And finally it looks just as good on the inside as on the outside! I have to mention again how very well made Jenny’s (from Wiksten) patterns are, this top has all french seams and beautifully neat binding finishes at the collar and arms. Very important details for us serger-less crowd!

I love how the top looks simple but classy but is so versatile at the same time! It can be worn with virtually anything both in summer and with a shirt underneath in winter, tucked inside pants or left loose. I think the simple graphic print works nicely with my favourite canary yellow cardigan or boldly coloured scarves and other prints. We’ve been having an uncharacteristically hot spring so this was finished just in time!

handmade blue shirt

Ever since I bought Cal Patch’s Book on how to draft patterns I have been totally hooked. There’s quite a few things I want to show off but since this is newest and I took pretty photos of it today, here’s my new blue shirt:

It was sewn again on my Great-grandma’s trusty treadle. The blue fabric is the same clearance fabric I made the skirt of (and I still have lots left), so I could experiment a little with the pattern and some pleating.
The buttons are vintage from the flea market. I am especially proud of the bias tape finish at the neckline because the last time I tried it it didn’t work and I am glad it did this time 🙂

The buttonholes are by hand, as always.
Here’s a pic of me wearing it. I decided to tuck it in since I feel it is a bit big on me otherwise (though I might be imagining that, I don’t usually wear loose fitting clothing).

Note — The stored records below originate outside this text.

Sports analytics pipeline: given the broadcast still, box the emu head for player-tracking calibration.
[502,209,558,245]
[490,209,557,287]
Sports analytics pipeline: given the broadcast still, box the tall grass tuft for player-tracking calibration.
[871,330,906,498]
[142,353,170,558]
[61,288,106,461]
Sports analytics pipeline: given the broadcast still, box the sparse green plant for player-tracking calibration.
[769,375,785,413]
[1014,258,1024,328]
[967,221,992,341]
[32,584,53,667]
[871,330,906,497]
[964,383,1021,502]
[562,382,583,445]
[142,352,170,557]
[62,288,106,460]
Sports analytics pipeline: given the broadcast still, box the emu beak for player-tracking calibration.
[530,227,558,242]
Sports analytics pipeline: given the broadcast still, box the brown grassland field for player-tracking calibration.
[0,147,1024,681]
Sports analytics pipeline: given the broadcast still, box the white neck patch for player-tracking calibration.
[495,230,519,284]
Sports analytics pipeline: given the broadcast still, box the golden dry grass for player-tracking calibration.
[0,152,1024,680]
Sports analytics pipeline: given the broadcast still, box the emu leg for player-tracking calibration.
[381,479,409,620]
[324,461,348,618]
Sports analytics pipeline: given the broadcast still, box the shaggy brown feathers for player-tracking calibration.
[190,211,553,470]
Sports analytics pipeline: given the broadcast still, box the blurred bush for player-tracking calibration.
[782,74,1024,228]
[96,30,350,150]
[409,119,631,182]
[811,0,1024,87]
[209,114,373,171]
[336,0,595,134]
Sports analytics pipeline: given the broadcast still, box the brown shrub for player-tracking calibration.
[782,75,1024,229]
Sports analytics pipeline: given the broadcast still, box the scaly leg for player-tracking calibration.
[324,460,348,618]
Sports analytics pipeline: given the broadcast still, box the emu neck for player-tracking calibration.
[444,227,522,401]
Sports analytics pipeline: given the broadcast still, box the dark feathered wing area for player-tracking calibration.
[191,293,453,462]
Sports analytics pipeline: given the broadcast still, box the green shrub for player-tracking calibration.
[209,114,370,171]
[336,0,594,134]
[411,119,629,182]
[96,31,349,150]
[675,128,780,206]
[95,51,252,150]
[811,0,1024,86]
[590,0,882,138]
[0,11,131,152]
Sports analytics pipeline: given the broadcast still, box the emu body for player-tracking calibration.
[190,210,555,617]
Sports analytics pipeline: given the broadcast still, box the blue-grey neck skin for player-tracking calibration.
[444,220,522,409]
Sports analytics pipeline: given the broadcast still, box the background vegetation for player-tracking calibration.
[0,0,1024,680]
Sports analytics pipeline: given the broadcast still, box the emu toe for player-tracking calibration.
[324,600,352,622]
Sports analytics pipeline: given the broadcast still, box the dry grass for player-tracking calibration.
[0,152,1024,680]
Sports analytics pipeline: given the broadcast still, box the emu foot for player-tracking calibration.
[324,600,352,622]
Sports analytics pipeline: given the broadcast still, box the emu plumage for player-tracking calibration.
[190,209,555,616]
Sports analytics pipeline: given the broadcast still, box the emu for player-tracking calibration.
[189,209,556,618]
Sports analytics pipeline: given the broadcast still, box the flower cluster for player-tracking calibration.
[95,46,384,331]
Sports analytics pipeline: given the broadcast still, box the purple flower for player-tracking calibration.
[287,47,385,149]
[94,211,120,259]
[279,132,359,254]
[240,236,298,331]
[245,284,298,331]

And a back shot. The pleating is actually straight (not crooked like it appears in the photo) and I wore it all day today, so that’s why it’s all crinkly.

I am totally on a roll sewing clothing at the moment, I even went ahead and did some serious splurging on nice fabrics (as in, buying nice soft 100% cotton fabrics at a price I can absolutely not afford). But oh, can you imagine the tunic style tops and Peter Pan collar shirts? I sure can!